Fibaro Wall Plug Issues

Having plugged my Christmas lights into the Wall Plugs I discovered a problem with my automation code when grouping several wall plugs together and triggering them as one. The automation is kicked off several times and some will not run throwing an error that the script is already running. This results in some of the devices shown in the wrong state. This an be fixed by adding “mode: parallel” to the automation so that multiple instances of the automation can be running at the same time, “mode: queued” could also be used.

- alias: "Refresh Wall Plug"
  initial_state: True
  trigger:
  - platform: mqtt
    topic: "OpenZWave/1/command/setvalue/"
  mode: parallel
  action:
    - delay:
        milliseconds: 200
    - service_template: mqtt.publish
      data_template:
        topic: "OpenZWave/1/command/refreshvalue/"
        payload_template: "{{ trigger.payload.split(',')[0] +'\n}' }}"

When switching many devices at the same time the states can take a while to be correctly reflected in Home Assistant but with this change they do get there within a few seconds.

1 Like

I found solution to my issue. I receive error when I start this automation manually. It is failing because when an automation is executed manually it skips trigger part and goes strait to the action part which fails because there is no payload to split.
service_template was deprecated in Home Assistant 0.115 - because of that I receive that warning about deprecation.
I’ve changed service_template to service and data_template to data. Automation seems to refresh nodes correctly, but it sometimes take a few seconds to do it despite I have only 4 nodes in my ZWave network.

  initial_state: True
  trigger:
    - platform: mqtt
      topic: "OpenZWave/1/command/setvalue/"
  mode: parallel
  action:
    - delay:
        milliseconds: 200
    - service: mqtt.publish
      data:
        topic: "OpenZWave/1/command/refreshvalue/"
        payload_template: "{{ trigger.payload.split(',')[0] +'\n}' }}"

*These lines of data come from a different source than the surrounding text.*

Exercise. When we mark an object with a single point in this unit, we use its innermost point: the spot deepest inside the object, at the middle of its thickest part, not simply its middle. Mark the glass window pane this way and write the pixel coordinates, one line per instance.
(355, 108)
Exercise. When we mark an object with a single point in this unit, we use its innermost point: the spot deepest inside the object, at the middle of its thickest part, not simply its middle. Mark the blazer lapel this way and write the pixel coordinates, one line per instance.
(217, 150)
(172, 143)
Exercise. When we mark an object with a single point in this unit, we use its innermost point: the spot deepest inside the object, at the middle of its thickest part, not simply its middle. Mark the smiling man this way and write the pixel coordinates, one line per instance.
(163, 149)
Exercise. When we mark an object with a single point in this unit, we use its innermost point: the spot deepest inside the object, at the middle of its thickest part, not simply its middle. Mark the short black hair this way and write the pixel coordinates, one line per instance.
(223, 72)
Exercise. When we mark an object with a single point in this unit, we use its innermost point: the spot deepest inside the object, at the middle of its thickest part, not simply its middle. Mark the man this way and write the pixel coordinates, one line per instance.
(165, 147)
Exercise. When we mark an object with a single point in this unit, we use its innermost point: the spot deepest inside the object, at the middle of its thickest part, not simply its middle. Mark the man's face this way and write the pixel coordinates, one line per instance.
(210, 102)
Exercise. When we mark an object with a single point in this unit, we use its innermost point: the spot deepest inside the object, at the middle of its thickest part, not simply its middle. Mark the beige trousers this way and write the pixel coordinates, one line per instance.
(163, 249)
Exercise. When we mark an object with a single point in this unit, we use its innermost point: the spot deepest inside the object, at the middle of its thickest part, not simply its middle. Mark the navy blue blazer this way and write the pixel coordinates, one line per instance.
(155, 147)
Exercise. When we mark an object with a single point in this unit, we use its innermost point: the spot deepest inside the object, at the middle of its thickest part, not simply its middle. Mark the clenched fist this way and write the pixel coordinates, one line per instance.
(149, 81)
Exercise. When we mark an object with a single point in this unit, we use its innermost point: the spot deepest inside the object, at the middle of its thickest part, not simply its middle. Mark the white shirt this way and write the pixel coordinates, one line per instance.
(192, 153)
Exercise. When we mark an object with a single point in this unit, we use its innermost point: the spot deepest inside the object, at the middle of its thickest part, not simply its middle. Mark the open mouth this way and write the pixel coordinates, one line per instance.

I am not going to go all overly lovable here but suffice to say: Thank you so much @knutz for suppling a workaround to this problem.

As mentioned earlier also, I see this problem more often after switching to ozw - but having spent too much time already setting it up I am not switching back. :slight_smile:

Let’s hope this can be solved in ozw given time - it works very nice after all.

BR

//UlfThomas

I have not found that I have needed it much but I also wrote a python script that refreshes my 3 Fibaro Wall Plugs. I have a button in the GUI that will run it if I need it (which I did for a bit before adding mode: parallel).
It loops through a list of devices using their ValueIDKey. I have not found a way of pulling these from the database although I believe it can be done. I found the values my OZW is using by looking at the MQTT messages. So this can be a way to correct the status manually if you need a way that is not driven by an event that has the ValueIDKey.

refresh_zwave.py

device_list = ['38354960','55132176','71909392'] #These are the ValueIDKey for my devices
for i in device_list:
    payload = "{\"ValueIDKey\":" + i + "}"
    hass.services.call('mqtt', 'publish', { "topic": "OpenZWave/1/command/refreshvalue/", "payload": payload })
    time.sleep(0.1)

Regards

1 Like

This thread has saved my switch to Home Assistant, one or two times a day I am getting a timeout on a Get command after a Set command. I implemented the automation, and hopefully no more unresponsive buttons in Home Assistant.

Better is of course a good solution in Openzwave.

Sietse

To follow up on this thread, I moved across to the new Z-Wave JS interface a few weeks ago and have not seemed need the automation detailed above. It seems to work properly.
https://www.home-assistant.io/integrations/zwave_js/

Perhaps others could add their experiences.